2025-11-27 13:20:05.779307 INFO timetrigeredactionstestapp: run_at_time_object=datetime.time(1, 0)
2025-11-27 13:20:05.783002 INFO timetrigeredactionstestapp: Called run_at
2025-11-27 13:20:05.783445 INFO timetrigeredactionstestapp: initialized

dekiesel avatar Nov 27 '25 12:11 dekiesel

Am I really the only one with this issue? Is there a workaround? Or am I just using it incorrectly?

dekiesel avatar Dec 01 '25 18:12 dekiesel

You are not the only one. I don't use run_at in any of my apps, but I just tested it with a run_daily callback (replacing run_daily with run_at). With run_daily and times in the past, the app does not run until the next future callback time. However, with run_at, it runs immediately.

I am also running AD v4.5.12 (via the Home Assistant add-on v0.17.12), but since I've never used run_at before, I can't say if behaved differently in earlier versions of AD in my environment.

Edit: My simple callback that reproduced your issue: self.run_at(self.warn_of_upcoming_freezing_weather, "08:00:00")
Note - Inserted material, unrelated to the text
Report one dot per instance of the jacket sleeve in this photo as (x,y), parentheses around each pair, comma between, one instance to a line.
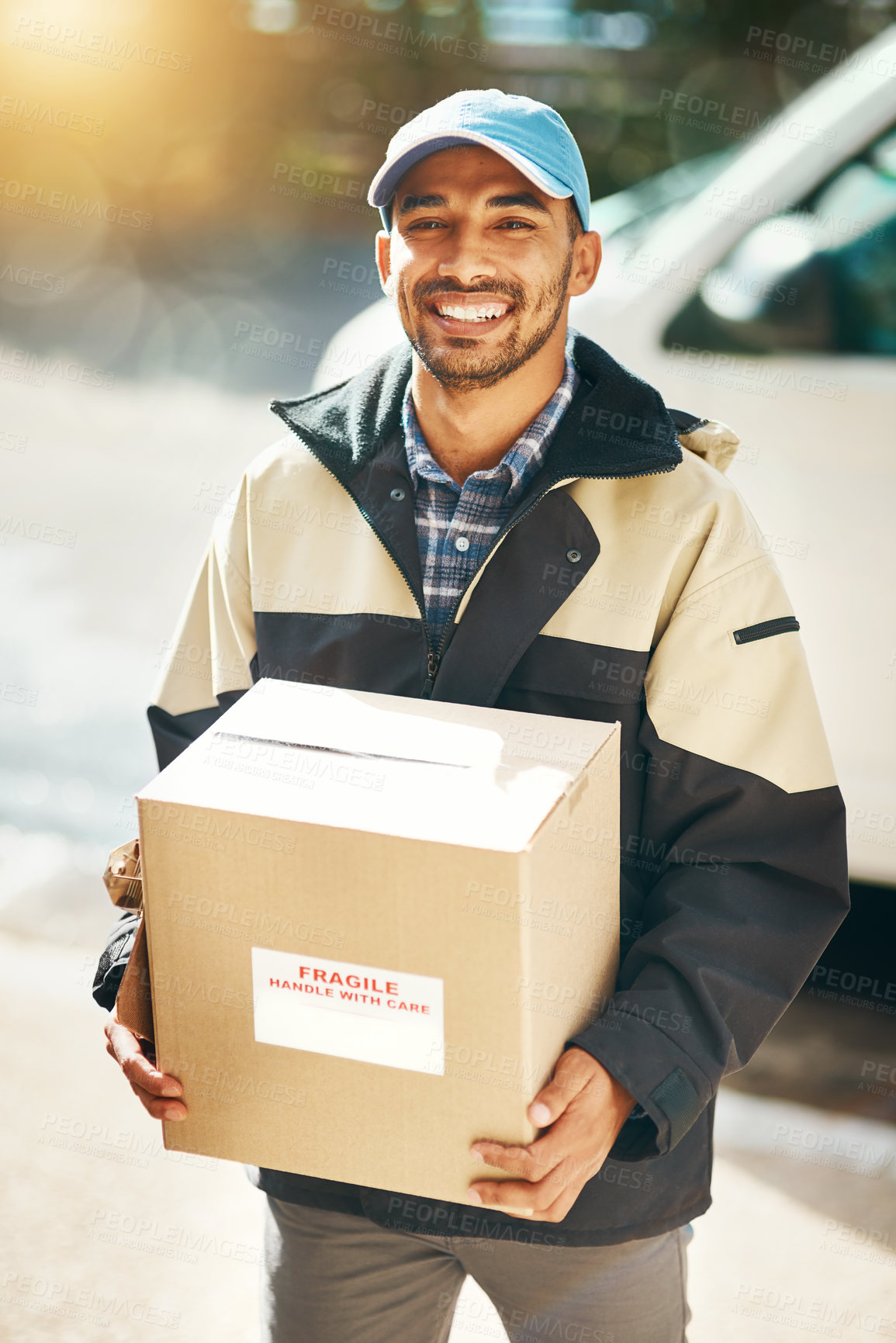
(207,663)
(206,668)
(740,853)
hugh-martin avatar Dec 01 '25 18:12 hugh-martin

As a workaround I've created a file in helpers called time_functions.py with the following content:

from datetime import time
from datetime import datetime, date


def seconds_to(run_at_time: time | str) -> float:
    """Seconds from now() until run_at_time. Negative if run_at_time is in the past."""
    if isinstance(run_at_time, str):
        nr_delimiters = run_at_time.count(":")
        match nr_delimiters:
            case 1:
                format = "%H:%M"
            case 2:
                format = "%H:%M:%S"
            case _:
                raise ValueError(
                    f"run_at_time should contain one or two colons. Contains {nr_delimiters}"
                )
        run_at_time = datetime.strptime(run_at_time, format).time()

    now = datetime.now()
    diff = datetime.combine(date.today(), run_at_time) - now
    return diff.total_seconds()


def time_in_window(run_at_time: time | str, window_size_seconds: int) -> bool:
    """Checks if run_at_time is happening or has happened within the last `window_size_seconds` seconds.

    Example 1:
    run_at_time: 00:59:55
    now: 01:00:00
    if window_size_seconds <=5 this function will return True, otherwise false

    Example 2:
    run_at_time: 00:01:05
    now: 01:00:00
    if window_size_seconds <=5 this function will return True, otherwise false
    """
    abs_seconds = abs(seconds_to(run_at_time))
    return abs_seconds < window_size_seconds

I can then use it like this to abort the callback:

from datetime import time

import hassapi as hass
from helpers.time_functions import time_in_window


class TimeTriggeredActions(hass.Hass):

    def initialize(self):
        self.run_at_time_object = time.fromisoformat("14:52:00")
        self.log(f"{self.run_at_time_object=}")
        self.run_at(self.run_actions, self.run_at_time_object)
        self.log("initialized")

    def run_actions(self, **kwargs):

        self.log("Before check")
        if not time_in_window(self.run_at_time_object,3):
            return
        self.log("Called run_at")

"If the callback didn't happen within 3 seconds of the requested time then abort the callback".